Un dato politico spiega molto: quasi tre su quattro dei giovani britannici tra i 18 e i 24 anni hanno votato per rimanere. Mano mano che si va avanti per classi di età il dato si ribalta e chi ha deciso per la Brexit sono dunque i nonni baby boomers, quelli che hanno preso il miglior slot della storia e tutto il meglio delle politiche keynesiane come se non ci fosse un domani e che, ancora una volta, hanno deciso di bombardare il futuro dei loro nipoti. È il ritorno di una spaccatura generazionale che in questo Continente, vecchio più che mai, reazionario, impaurito, xenofobo, ignorante, non si vedeva dal Maggio.
La Gran Bretagna dunque va e il prossimo passo sarà restaurare le misure imperiali in luogo dell’odiato sistema metrico decimale. Buona fortuna. Del resto Londra (chapeau al generale De Gaulle che ne ritardò il più possibile l’ingresso) era sempre rimasta ferma al “I want my money back” di Margaret Thatcher sulla PAC, che rese l’adesione alle strutture comunitarie esclusivamente un fatto di convenienza contabile. È questo il contributo solo tattico e speculativo che Londra ha dato alle Comunità Europee negli ultimi quarant’anni: impedire qualunque progresso politico, qualunque respiro solidale e idea alta di unione, rendere asfittiche le politiche di coesione, averla resa un ginepraio di veti e aver fornito l’impalcatura ideologica neoliberale che oggi domina, trasformando la BCE nel nuovo palazzo d’inverno da espugnare. L’Europa – giova ricordare – non è sempre stata quella che ha massacrato la Grecia, ma è a lungo stata quella che ha permesso per esempio alla Spagna di colmare il divario di quarant’anni di franchismo garantendone una rapida coesione col resto del Continente. “Prendi i soldi e scappa”, potrebbe essere il titolo di coda di 43 anni di Gran Bretagna in Europa.

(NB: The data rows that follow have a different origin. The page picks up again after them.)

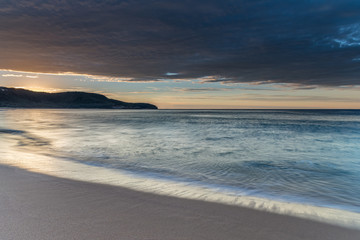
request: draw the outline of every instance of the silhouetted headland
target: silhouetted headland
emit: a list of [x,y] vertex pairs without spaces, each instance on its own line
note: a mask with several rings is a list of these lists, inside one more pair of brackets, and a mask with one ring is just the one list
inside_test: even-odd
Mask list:
[[0,87],[0,107],[157,109],[155,105],[149,103],[127,103],[97,93],[46,93],[6,87]]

Loro vanno, ma il nostro spazio, quello nel quale (come ci hanno insegnato milioni di ragazzi britannici messi in minoranza dai loro nonni) qualunque riforma democratica è possibile, incluso ribaltare l’ideologia monetarista che sta distruggendo le nostre vite, è e resta quello europeo. Lo è per il semplice dato che nei vetero-nazionalismi decimononici e nostalgici se non fascistoidi, da Farage a Le Pen, in un mondo complesso, multipolare e che certifica in questo scorcio di XXI secolo il superamento della centralità dell’Occidente se non la marginalità europea, non c’è progresso possibile. Chi da sinistra odia Bruxelles e festeggia la Brexit fiancheggiando Salvini, è affetto dalla stessa miopia del vasto fronte degli interventisti democratici del 1915, che plaudiva alla guerra come lavacro che avrebbe aperto le porte alla Rivoluzione, e si ritrovò spazzato via dal nazionalismo che condusse ai fascismi.
Come nel 1914, anzi più che mai, con la Brexit la nazione vince sulla classe – che oggi è quella dei nipoti – e sottovalutare tale debolezza è il più terribile degli errori. La nazione delle destre dei muri e della demonizzazione dei migranti, dal Brennero all’Ungheria, la nazione dell’illusorietà di un rifugio contro il fiscal compact che al contrario li raggiungerebbe più che mai negli spazi angusti delle vetero-nazioni. In questi anni Londra ha permesso ai piccoli demagoghi dell’ex Europa orientale, dai Kaczy?ski agli Orban, di prosperare ed esigere europe sempre più à la carte. È un principio che va ribaltato perché la Brexit sia un’opportunità per rilanciare il progetto federalista europeo. La nostra nazione europea ce la dovremo fare grosso modo nei dodici meno uno degli anni Ottanta. Gli altri si accoderanno, alle nostre condizioni, prendere o lasciare, strategia non tattica, dove volete che vadano?